Democratic presidential candidate, vice-president Kamala Harris, and Republican candidate Donald Trump both oppose the foreign ownership of US Steel. A desire to keep the company in US hands – strongly argued by the United Steelworkers union – could significantly affect US supply chains.
Potential restructure and plant closures
The chief executive of US Steel, David Burritt, said that the company would be forced to close plants and concentrate on its minimill operations without the USD2.7bn pledged by Nippon to upgrade its older facilities. The company may also move its headquarters to Arkansas, from Pittsburgh.
According to US Steel’s 2023 annual report, its minimills accounted for around 15% of its total 22.4 million short ton production. However, most of US Steel’s recent investment has been focused on the Big River Steel (BRS) minimill facility in Arkansas. Its current 3.3 million short ton capacity will double following the construction of the BRS2 EAF plant, which is expected online by the end of 2024.

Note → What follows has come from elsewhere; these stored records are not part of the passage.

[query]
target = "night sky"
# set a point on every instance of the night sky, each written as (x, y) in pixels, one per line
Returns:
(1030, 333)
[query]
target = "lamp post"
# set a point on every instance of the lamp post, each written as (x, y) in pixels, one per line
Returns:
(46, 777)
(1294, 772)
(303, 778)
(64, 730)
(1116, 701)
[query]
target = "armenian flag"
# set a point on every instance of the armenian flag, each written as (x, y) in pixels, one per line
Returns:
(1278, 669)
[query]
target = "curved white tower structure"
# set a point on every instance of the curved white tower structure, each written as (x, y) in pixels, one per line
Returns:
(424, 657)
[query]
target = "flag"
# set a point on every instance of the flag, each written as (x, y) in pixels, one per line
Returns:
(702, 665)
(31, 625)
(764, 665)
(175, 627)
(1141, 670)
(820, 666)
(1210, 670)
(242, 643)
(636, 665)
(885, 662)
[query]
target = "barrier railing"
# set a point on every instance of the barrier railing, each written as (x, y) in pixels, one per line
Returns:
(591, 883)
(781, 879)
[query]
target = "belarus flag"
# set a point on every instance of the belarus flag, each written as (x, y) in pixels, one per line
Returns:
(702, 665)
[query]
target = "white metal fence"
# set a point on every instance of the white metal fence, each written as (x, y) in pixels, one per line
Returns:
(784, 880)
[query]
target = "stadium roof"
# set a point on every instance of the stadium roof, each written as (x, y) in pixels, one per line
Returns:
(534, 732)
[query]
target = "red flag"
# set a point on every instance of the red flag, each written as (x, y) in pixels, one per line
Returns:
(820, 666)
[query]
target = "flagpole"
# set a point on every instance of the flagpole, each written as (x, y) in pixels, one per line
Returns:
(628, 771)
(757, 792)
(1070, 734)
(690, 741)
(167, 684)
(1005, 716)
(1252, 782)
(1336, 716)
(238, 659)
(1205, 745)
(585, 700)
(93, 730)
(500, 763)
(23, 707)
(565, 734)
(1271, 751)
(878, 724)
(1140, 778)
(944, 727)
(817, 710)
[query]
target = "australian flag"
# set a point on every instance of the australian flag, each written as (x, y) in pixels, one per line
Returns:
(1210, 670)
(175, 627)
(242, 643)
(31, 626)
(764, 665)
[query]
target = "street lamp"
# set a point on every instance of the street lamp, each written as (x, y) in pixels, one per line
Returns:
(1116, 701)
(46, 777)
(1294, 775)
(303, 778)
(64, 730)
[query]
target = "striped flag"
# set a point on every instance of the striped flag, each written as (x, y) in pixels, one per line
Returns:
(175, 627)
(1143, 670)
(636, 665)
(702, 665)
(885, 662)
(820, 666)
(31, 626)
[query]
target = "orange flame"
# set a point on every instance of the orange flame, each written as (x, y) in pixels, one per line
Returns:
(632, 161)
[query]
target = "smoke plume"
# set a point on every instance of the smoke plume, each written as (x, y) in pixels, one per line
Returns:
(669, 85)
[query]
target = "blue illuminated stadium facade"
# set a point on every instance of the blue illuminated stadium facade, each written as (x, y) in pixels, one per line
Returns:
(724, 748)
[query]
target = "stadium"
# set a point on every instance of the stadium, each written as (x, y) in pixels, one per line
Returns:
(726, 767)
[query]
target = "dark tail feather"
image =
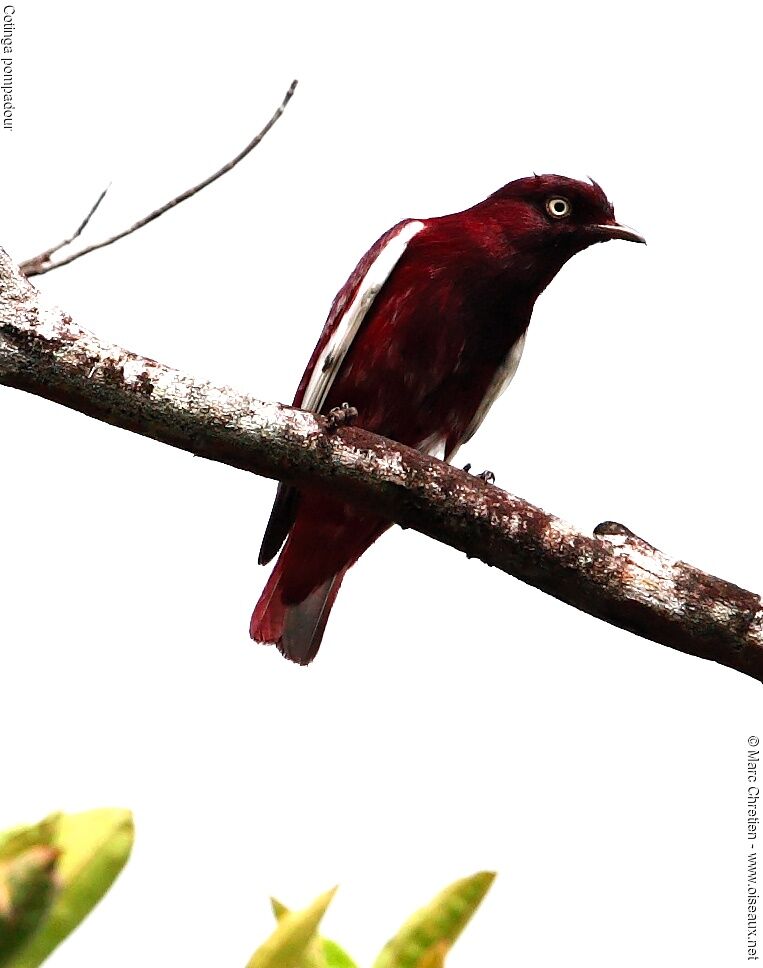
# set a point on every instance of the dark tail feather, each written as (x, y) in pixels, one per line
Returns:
(295, 628)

US steelmaker Cleveland-Cliffs submitted a USD35 per share bid for US Steel in August last year. Nippon’s subsequent offer is worth USD55 per share. Cleveland-Cliffs has continued to state that it would resubmit a bid for US Steel if Nippon’s bid was blocked.
Antitrust concerns could stall a Cleveland-Cliffs takeover of the entire US Steel business, however. It has been estimated that such a deal would place 65% to 90% of steel used by US carmakers under the control of a single company.
Hopes for improved demand for domestic steel
The closure of US Steel’s older mills, resulting from a blocked Nippon takeover, would have little effect on a US steel market currently challenged by low demand. MEPS respondents can readily source material and are apprehensive about buying stock following months of price decline. MEPS’s US coil prices recovered slightly in September after falling to their lowest level since December 2022 during July and August. Plate prices are now at their lowest since January 2021, following a further decline.
However, the Federal Reserve’s decision to lower interest rates by 0.5 percentage points, on September 19, could help to strengthen demand in the US. A reduction in the cost of finance could prompt increased investment activity, particularly in construction. A further half of a percentage point cut is expected by the end of this year.
As steel buying demand increases once more, the importance of domestically produced steel will grow. Increasing trade protection measures – including Section 301 tariffs that will be increased from September 27 – will continue to deter imports.
Against the backdrop of this protectionist stance, however, US Steel chief executive David Burritt insists that foreign ownership of the country’s third-largest steelmaker would “strengthen national security, economic security and job security”.